Dans un entretien accordé à France Soir, le ministre revient sur les grèves actuelles y voyant «
un aspect rituel dans les manifestations,
qui montrent que le système ne va pas bien, qu'il y a une souffrance qui ne sera pas réglée en ajoutant ou en supprimant des enseignants ».

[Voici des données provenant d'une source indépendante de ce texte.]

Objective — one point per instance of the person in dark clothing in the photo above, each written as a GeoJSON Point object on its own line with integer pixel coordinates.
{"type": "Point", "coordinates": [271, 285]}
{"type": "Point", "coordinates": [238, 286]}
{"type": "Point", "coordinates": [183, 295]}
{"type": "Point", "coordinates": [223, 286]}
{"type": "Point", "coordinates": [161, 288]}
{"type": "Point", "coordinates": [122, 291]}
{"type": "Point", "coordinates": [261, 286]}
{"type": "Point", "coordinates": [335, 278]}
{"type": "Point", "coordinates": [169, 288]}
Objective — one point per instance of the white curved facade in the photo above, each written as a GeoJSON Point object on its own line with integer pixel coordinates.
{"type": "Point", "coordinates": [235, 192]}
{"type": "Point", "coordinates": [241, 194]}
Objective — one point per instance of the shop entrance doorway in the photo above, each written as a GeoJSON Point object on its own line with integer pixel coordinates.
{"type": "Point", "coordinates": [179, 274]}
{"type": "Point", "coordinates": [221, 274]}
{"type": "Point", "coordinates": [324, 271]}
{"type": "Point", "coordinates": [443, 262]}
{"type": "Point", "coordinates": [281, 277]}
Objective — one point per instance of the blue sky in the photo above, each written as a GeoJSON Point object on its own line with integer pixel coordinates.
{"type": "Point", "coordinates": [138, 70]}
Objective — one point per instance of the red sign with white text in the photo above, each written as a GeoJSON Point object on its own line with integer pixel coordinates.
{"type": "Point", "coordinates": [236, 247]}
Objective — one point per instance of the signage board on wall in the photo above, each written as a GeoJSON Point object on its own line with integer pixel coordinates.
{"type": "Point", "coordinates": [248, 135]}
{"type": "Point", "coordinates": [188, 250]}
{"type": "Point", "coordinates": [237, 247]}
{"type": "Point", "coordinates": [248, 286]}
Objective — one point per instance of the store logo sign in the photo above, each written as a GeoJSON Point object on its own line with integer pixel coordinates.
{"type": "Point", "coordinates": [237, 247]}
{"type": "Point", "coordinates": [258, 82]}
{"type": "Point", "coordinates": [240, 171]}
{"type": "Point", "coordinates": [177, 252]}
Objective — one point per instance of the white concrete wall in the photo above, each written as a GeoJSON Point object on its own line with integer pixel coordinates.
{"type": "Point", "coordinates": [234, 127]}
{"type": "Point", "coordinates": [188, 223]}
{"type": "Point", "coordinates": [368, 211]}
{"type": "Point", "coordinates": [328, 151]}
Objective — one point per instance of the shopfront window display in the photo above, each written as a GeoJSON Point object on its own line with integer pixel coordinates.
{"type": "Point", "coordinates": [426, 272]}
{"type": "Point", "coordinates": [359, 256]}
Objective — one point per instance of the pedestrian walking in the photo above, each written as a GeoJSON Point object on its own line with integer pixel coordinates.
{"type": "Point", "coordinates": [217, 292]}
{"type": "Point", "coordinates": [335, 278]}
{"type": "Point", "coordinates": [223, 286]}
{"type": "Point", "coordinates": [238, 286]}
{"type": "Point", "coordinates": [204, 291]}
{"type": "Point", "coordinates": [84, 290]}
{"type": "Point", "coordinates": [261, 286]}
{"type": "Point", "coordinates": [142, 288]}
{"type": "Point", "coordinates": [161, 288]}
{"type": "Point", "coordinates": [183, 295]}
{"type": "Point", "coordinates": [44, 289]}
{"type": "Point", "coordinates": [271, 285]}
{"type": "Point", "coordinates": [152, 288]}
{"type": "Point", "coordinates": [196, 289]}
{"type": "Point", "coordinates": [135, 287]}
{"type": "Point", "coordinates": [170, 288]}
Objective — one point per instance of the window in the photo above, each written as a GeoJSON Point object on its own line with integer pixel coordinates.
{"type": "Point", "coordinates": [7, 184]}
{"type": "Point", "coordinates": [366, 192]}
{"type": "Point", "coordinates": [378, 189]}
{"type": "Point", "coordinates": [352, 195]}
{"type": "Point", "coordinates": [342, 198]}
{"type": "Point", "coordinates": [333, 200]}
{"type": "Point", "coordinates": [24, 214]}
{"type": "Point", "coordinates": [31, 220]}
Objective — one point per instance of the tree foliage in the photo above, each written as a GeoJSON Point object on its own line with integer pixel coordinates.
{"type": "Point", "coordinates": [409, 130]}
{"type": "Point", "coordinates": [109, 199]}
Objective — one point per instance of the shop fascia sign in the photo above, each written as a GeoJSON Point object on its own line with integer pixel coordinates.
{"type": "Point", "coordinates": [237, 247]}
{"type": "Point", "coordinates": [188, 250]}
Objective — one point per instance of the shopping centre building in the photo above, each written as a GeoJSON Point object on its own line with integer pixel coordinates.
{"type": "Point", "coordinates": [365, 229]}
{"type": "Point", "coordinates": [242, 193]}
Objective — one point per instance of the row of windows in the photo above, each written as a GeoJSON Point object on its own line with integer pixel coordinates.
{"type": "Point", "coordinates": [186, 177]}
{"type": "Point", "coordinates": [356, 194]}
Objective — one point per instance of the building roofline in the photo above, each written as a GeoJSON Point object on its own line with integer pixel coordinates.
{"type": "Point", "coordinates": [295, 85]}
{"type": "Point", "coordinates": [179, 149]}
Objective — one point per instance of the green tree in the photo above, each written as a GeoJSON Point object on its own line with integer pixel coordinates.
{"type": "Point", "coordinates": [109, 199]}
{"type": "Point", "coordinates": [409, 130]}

Mais il pointe surtout du doigt les coûts de l'éducation : «
Le lycée français est sans aucun doute trop dispersé, avec un nombre d'options considérables, dont certaines coûtent extrêmement cher avec une utilité sociale limitée. » Et l'on sent encore et déjà les regards se porter vers les langues mortes (ou anciennes) perpétuelles victimes désignées.
Le ministère du destin !
À ce titre, le ministre n'a cependant rien indiqué. Son ministère, «
celui du destin », et il considère avant tout que «
le lycée d’aujourd’hui est une machine à donner des cours. Il faut qu’il devienne une machine à créer de l’autonomie intellectuelle ».